Отец поспешил окрутить ее с дальним родственником, мелким чиновником, у которого не было ни кола ни двора.
Этот вертлявый господин, чувствуя, что к ним обращено внимание всего зала, оказывал молодой супруге всяческие знаки внимания: то что-то жарко шептал ей, то вдруг до неприличия страстно целовал ее руки.
Александр вдруг разрыдался, кричал какие-то бессвязные слова. Потом и вовсе потерял сознание.
Судебное заседание прервали на час, а мужа Клавдии попросили покинуть зал.
Итак, суд присяжных — самый гуманный из всех судов — приговорил Александра Кару к лишению всех прав состояния и ссылке в каторжные работы на двенадцать лет.
Убийца отправился на далекий остров Сахалин.

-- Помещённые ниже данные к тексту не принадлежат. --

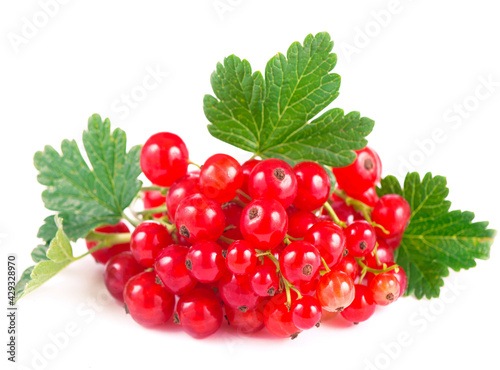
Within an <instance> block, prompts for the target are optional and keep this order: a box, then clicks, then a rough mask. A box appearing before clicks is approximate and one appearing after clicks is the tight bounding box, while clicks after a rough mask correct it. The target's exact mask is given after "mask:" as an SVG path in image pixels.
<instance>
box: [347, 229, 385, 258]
mask: <svg viewBox="0 0 500 370" xmlns="http://www.w3.org/2000/svg"><path fill="white" fill-rule="evenodd" d="M345 235H346V247H347V250H348V251H349V253H350V254H351V255H352V256H353V257H363V256H366V255H368V254H370V253H371V252H372V251H373V249H374V248H375V245H376V243H377V237H376V236H375V230H374V229H373V226H372V225H370V224H369V223H368V222H366V221H354V222H353V223H352V224H350V225H349V226H347V228H346V229H345Z"/></svg>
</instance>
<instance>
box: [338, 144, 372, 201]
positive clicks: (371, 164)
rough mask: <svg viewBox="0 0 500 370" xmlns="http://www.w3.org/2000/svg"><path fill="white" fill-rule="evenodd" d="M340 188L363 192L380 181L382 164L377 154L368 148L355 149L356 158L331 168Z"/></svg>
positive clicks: (353, 190)
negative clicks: (352, 159)
mask: <svg viewBox="0 0 500 370" xmlns="http://www.w3.org/2000/svg"><path fill="white" fill-rule="evenodd" d="M332 171H333V174H334V175H335V178H336V179H337V184H338V186H339V187H340V188H341V189H348V190H349V192H350V193H352V194H363V193H364V192H365V191H366V190H367V189H368V188H370V187H373V186H374V185H376V184H377V183H379V182H380V177H381V174H382V165H381V162H380V158H379V156H378V154H377V153H376V152H375V151H374V150H373V149H370V148H368V147H367V148H364V149H361V150H356V159H355V160H354V162H353V163H351V164H350V165H349V166H346V167H340V168H332Z"/></svg>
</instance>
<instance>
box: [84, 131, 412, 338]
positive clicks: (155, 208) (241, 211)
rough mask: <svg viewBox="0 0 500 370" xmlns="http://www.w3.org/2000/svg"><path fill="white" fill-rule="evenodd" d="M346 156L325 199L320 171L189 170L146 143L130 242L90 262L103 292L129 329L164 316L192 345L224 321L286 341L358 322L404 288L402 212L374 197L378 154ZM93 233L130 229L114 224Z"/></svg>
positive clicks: (160, 133) (118, 232)
mask: <svg viewBox="0 0 500 370" xmlns="http://www.w3.org/2000/svg"><path fill="white" fill-rule="evenodd" d="M356 154H357V157H356V159H355V161H354V162H353V163H352V164H351V165H349V166H347V167H342V168H333V169H332V172H333V174H334V175H335V178H336V186H335V189H333V192H332V191H331V190H332V189H331V181H330V176H329V174H328V172H327V170H326V169H325V167H323V166H321V165H319V164H318V163H315V162H300V163H298V164H296V165H295V166H294V167H291V166H290V165H289V164H288V163H286V162H285V161H283V160H280V159H273V158H271V159H265V160H258V159H250V160H249V161H247V162H245V163H243V164H242V165H240V163H238V161H236V160H235V159H234V158H232V157H231V156H229V155H226V154H215V155H213V156H212V157H210V158H208V159H207V160H206V162H205V163H204V164H203V166H201V169H200V170H196V171H193V172H188V166H189V165H190V164H191V163H192V162H190V161H189V155H188V150H187V148H186V145H185V144H184V142H183V141H182V140H181V139H180V138H179V137H178V136H176V135H174V134H172V133H166V132H163V133H158V134H155V135H153V136H152V137H150V138H149V139H148V141H147V142H146V144H145V145H144V146H143V149H142V152H141V167H142V170H143V172H144V174H145V176H146V177H147V178H148V179H149V180H150V181H151V182H152V183H153V185H154V186H153V187H150V188H149V189H148V190H144V191H143V192H142V200H143V203H144V209H145V210H144V211H142V212H140V216H141V219H142V222H141V223H140V224H138V225H137V227H136V228H135V230H134V231H133V232H132V234H131V237H130V243H125V244H120V245H114V246H112V247H110V248H106V249H101V250H98V251H96V252H94V253H93V255H94V258H95V259H96V260H97V261H99V262H101V263H106V270H105V283H106V286H107V288H108V290H109V292H110V293H111V294H112V295H113V296H114V297H115V298H116V299H118V300H121V301H124V303H125V307H126V310H127V312H128V313H130V315H131V316H132V318H133V319H134V320H135V321H137V322H138V323H139V324H141V325H143V326H147V327H152V326H158V325H162V324H165V323H167V322H168V321H169V320H171V318H172V317H173V320H174V322H175V323H178V324H180V325H181V326H182V328H183V329H184V330H185V331H186V332H187V333H188V334H190V335H191V336H193V337H195V338H203V337H207V336H209V335H211V334H213V333H215V332H216V331H217V330H218V329H219V328H220V326H221V325H222V321H223V318H224V317H225V318H226V320H227V321H228V323H229V324H230V327H231V328H233V329H235V330H237V331H238V332H239V333H244V334H250V333H254V332H256V331H259V330H261V329H262V328H263V327H264V326H265V327H266V328H267V329H268V330H269V331H270V332H271V333H272V334H274V335H276V336H278V337H291V338H295V337H296V336H297V335H298V334H299V333H300V332H301V331H302V330H307V329H311V328H313V327H315V326H319V325H320V322H321V317H322V314H323V315H325V314H326V312H338V313H340V315H341V316H342V317H343V318H344V319H346V320H348V321H350V322H353V323H355V324H357V323H359V322H362V321H365V320H367V319H368V318H369V317H371V316H372V314H373V313H374V311H375V307H376V306H377V305H378V306H385V305H388V304H390V303H392V302H395V301H396V300H397V299H398V297H400V296H401V295H403V293H404V292H405V290H406V285H407V279H406V274H405V271H404V270H403V269H402V268H401V267H399V266H398V265H396V264H395V263H394V250H395V249H396V248H398V247H399V244H400V242H401V239H402V235H403V233H404V231H405V228H406V227H407V225H408V223H409V220H410V214H411V210H410V206H409V205H408V203H407V201H406V200H405V199H404V198H403V197H401V196H399V195H395V194H389V195H384V196H382V197H380V198H379V197H378V196H377V193H376V191H375V186H376V185H377V184H378V183H379V182H380V178H381V162H380V158H379V156H378V155H377V153H376V152H375V151H374V150H373V149H370V148H368V147H366V148H364V149H361V150H359V151H356ZM152 189H153V190H152ZM148 210H149V211H148ZM96 232H100V233H127V232H129V229H128V227H127V226H126V225H125V224H124V223H119V224H118V225H114V226H105V227H102V228H98V229H96ZM95 243H96V242H87V244H88V248H89V249H90V248H92V247H94V246H95V245H96V244H95ZM176 297H177V298H176Z"/></svg>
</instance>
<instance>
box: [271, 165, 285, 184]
mask: <svg viewBox="0 0 500 370" xmlns="http://www.w3.org/2000/svg"><path fill="white" fill-rule="evenodd" d="M273 176H274V177H276V179H278V181H283V179H284V178H285V170H284V169H283V168H276V169H275V170H274V172H273Z"/></svg>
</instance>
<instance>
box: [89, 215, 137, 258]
mask: <svg viewBox="0 0 500 370" xmlns="http://www.w3.org/2000/svg"><path fill="white" fill-rule="evenodd" d="M95 231H96V232H98V233H104V234H114V233H128V232H130V230H129V229H128V227H127V225H125V224H124V223H123V222H119V223H117V224H116V225H106V226H101V227H98V228H96V229H95ZM85 242H86V244H87V249H88V250H91V249H92V248H94V247H96V246H97V244H99V242H91V241H85ZM129 250H130V243H123V244H115V245H113V246H111V247H109V248H104V249H99V250H98V251H95V252H93V253H91V254H92V257H94V259H95V260H96V262H98V263H102V264H106V263H107V262H108V261H109V259H110V258H111V257H113V256H115V255H117V254H118V253H121V252H126V251H129Z"/></svg>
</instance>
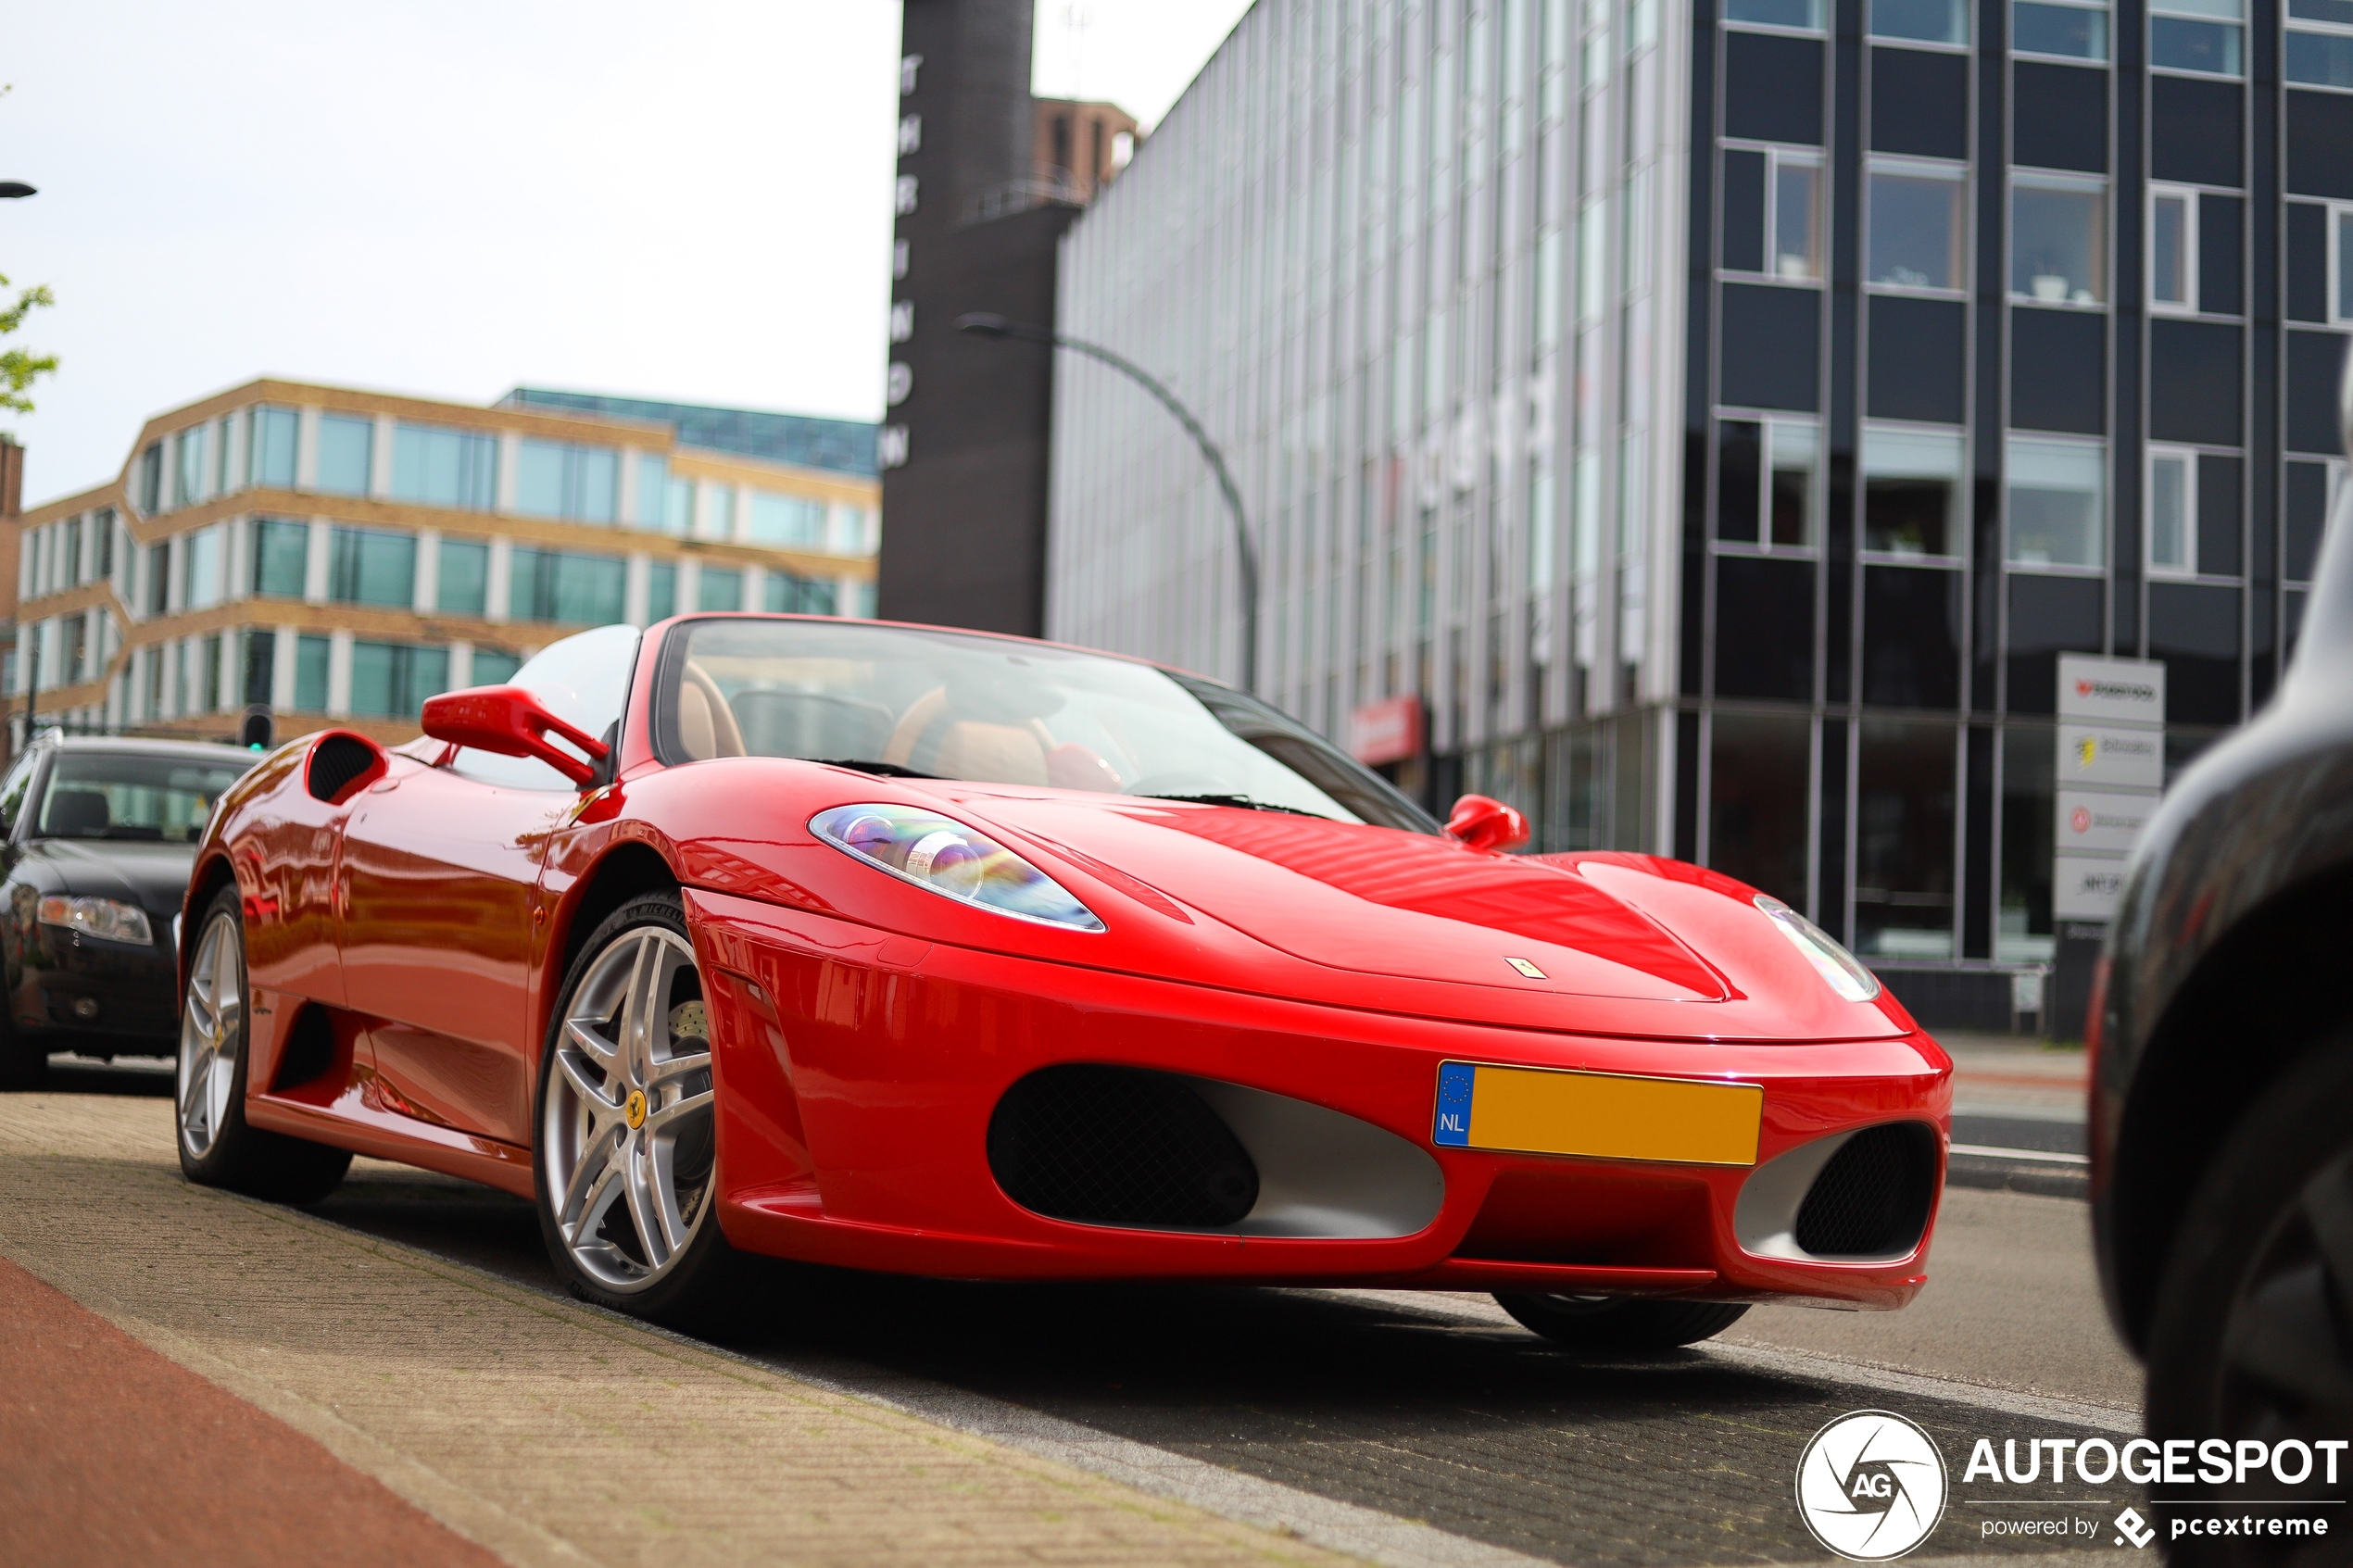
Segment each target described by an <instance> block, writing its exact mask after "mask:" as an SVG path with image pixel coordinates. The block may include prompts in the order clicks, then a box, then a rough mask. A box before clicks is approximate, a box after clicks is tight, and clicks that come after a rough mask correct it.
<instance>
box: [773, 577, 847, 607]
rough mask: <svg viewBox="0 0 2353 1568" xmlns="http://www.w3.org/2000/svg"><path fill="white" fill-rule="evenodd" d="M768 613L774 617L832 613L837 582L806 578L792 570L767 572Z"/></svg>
mask: <svg viewBox="0 0 2353 1568" xmlns="http://www.w3.org/2000/svg"><path fill="white" fill-rule="evenodd" d="M765 597H767V604H765V609H767V614H772V616H831V614H833V583H828V581H824V578H805V576H795V574H791V571H769V574H767V595H765Z"/></svg>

Отец не бросил сына, поломавшего ему всю жизнь, — помогал Александру деньгами, подбодрял письмами. Каторжанин тоже писал, жаловался на тяготы жизни. Но вот его письма перестали приходить.
Алоиз Осипович обратился в тюремное ведомство. Чиновники навели справки и официально известили, что «А.А. Кара, осужденный на 12 лет каторжных работ по статьям… пропал без вести».
Но один из чиновников проговорился, что летом 1905 года матерые преступники сманили Александра в побег. В дороге они его убили и съели. Увы, подобные истории, как знает читатель, на Сахалине не были редкостью.
Эпилог
Летом того же, 1905 года произошла и другая трагедия. Впрочем, по порядку.
После свадьбы Клавдия быстро разочаровалась в своем муже. Он был беден, да и не стремился стать богатым. Кроме того, муж был равнодушен к самой Клавдии и вообще к домашнему очагу. Свое маленькое жалованье он торопился или пропить с дружками, или проиграть в карты.
Вот от этого человека Клавдия родила ребенка — мальчик появился на свет недоношенным и прожил всего лишь одну неделю.
Клавдия быстро опустилась. Она располнела, одевалась небрежно, целый день могла ходить неприбранной. К ведению домашних дел она, как и ее муж, охоты не имела, да и под родительской крышей не была к тому приучена.
И то сказать: бедность к изящной жизни плохо располагает. Пока еще оставались подарки Александра Кары, в семье кое-как сводили концы с концами. Но вот все было промотано, пропито, проедено. Жизнь сделалась настоящей каторгой, хоть и без острова Сахалина. Клавдия достала большую дозу стрихнина, ушла в дровяной сарай, приперла дверь изнутри и приняла яд.
…Ее не могли отыскать целую неделю. Хоронили Клавдию в закрытом гробу, ибо ее лицо и руки сильно попортили крысы.
Маска смерти
На тихой улице
Морозным и снежным декабрем на петербургской стороне, в собственном доме, обложенная подушками и грелками, умирала старушка Анна Пискунова. Умирала она долго, не торопясь, с чувством собственного достоинства.
Пискунова была интересной личностью. Она относилась к тому племени, которое в народе с легкой руки классика прозвали «плюшкиными».
Поначалу такие люди берегут каждую копейку в заботе о будущем. Но мало-помалу эта бережливость становится патологической скаредностью. И чем ближе старость и естественное освобождение от всего земного, тем они больше трясутся над каждой копейкой. Скопидомы подавляют в себе многие благие желания, отказываются от радостей жизни. И все это совершается в насмешку над здравым смыслом.
Пискунова происходила из мещан. Она овдовела лет двадцать назад. Ее муж — простой крестьянин, начинал с ломового извоза. Но умело повел дело и сколотил большой капитал. Теперь старушка владела двухэтажным домом на каменном цоколе, многими драгоценностями и наличными (частью, впрочем, в процентных бумагах) в количестве значительном — более ста пятидесяти тысяч.
Драгоценности и деньги хранились в большом сундуке, стоявшем в спальне — у изголовья Пискуновой.
Можно помянуть и про несколько пудов столового серебра, которым были набиты ящики буфета и комода, также украшавших спальню.
Все эти сокровища служили причиной того, что в спальне старушки с раннего утра и до позднего вечера вертелись постные физиономии тех, кто имел надежду от них, то есть от сокровищ, поживиться.